Ils sont tous américains, mais diverses influences de la musique avec laquelle ils ont grandi se font sentir, dit Kwon.

“Par exemple, je joue même de la musique classique de style persan où le piano devait être réglé différemment. Et je chante, genre, [a] chant juif. Et je fais quelque chose à l’intérieur du piano – gratter les cordes à l’intérieur du piano – qui est l’une des techniques expérimentales”, dit-elle.

Pour les performances préenregistrées, Kwon a varié ses vêtements selon les humeurs des pièces et enregistré dans différents endroits.

Pour interpréter des pièces sombres et dramatiques, Kwon a visité les catacombes d’un cimetière de Brooklyn, New York. Pour des morceaux plus pleins d’espoir, elle a joué dans un champ de prairie lumineux avec des “grains d’ambre”.

“Nous sommes allés dans une salle de concert Oceanside où vous pouviez littéralement voir l’horizon jusqu’à l’océan Atlantique”, a déclaré Kwon. “‘Mer à mer brillante’ et ‘ciel spacieux’ – je voulais capturer tout cela.”

Kwon a fourni aux compositeurs une directive : ils essaient de faire en sorte que leurs pièces durent deux à trois minutes. Mais elle a permis une flexibilité au cas où ils seraient inspirés pour aller au fil du temps. Les morceaux vont de deux à 11 minutes.

Toutes les variations ne ressemblent pas à la mélodie de longue date sur laquelle elles sont basées. Certains sont déroutants et chaotiques. Mais Kwon dit que cela en dit long sur la gamme de pièces, et aussi à quel point certains compositeurs pensent que le pays est éloigné de l’idéal d’Amérique la Belle.

Il peut y avoir “certaines choses que vous ne comprenez peut-être pas, ou vous êtes confus à la première écoute”, dit Kwon. “Mais la musique demande aussi, tout comme nos relations humaines, ou nos contacts, ou nos communications… des efforts et un investissement de votre temps et de votre cœur.”

Kwon espère que ce projet aidera les Américains à réfléchir aux moments difficiles, ainsi qu’à trouver de l’énergie et de l’espoir.

De 4 juillet à 7, des performances préenregistrées des variations seront diffusées en ligne à 15 h HE avec des entrevues avec les compositeurs.
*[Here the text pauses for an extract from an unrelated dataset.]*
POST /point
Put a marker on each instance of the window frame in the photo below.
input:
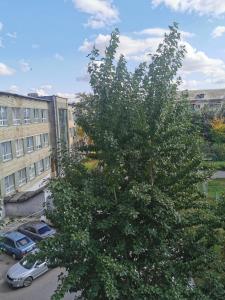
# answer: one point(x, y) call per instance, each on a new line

Les 8 et 9 juillet, Kwon interprétera des variations supplémentaires dans quatre spectacles en direct dans les catacombes du cimetière de Green-Wood à Brooklyn.

Elle souhaite également laisser quelque chose à ses deux jeunes filles, pour les aider à mieux comprendre la dernière année et demie de l’histoire américaine.

“Je voulais qu’ils puissent revenir sur cette époque, et pas seulement lire ce qui s’est passé à la Maison Blanche, ou ce qui s’est passé à Minneapolis, ou ce qui s’est passé dans les salles d’audience ou dans les lits d’hôpital”, a déclaré Kwon. “Je voulais qu’ils voient ça, cet incroyable recueil de la créativité américaine qui est si riche en diversité.”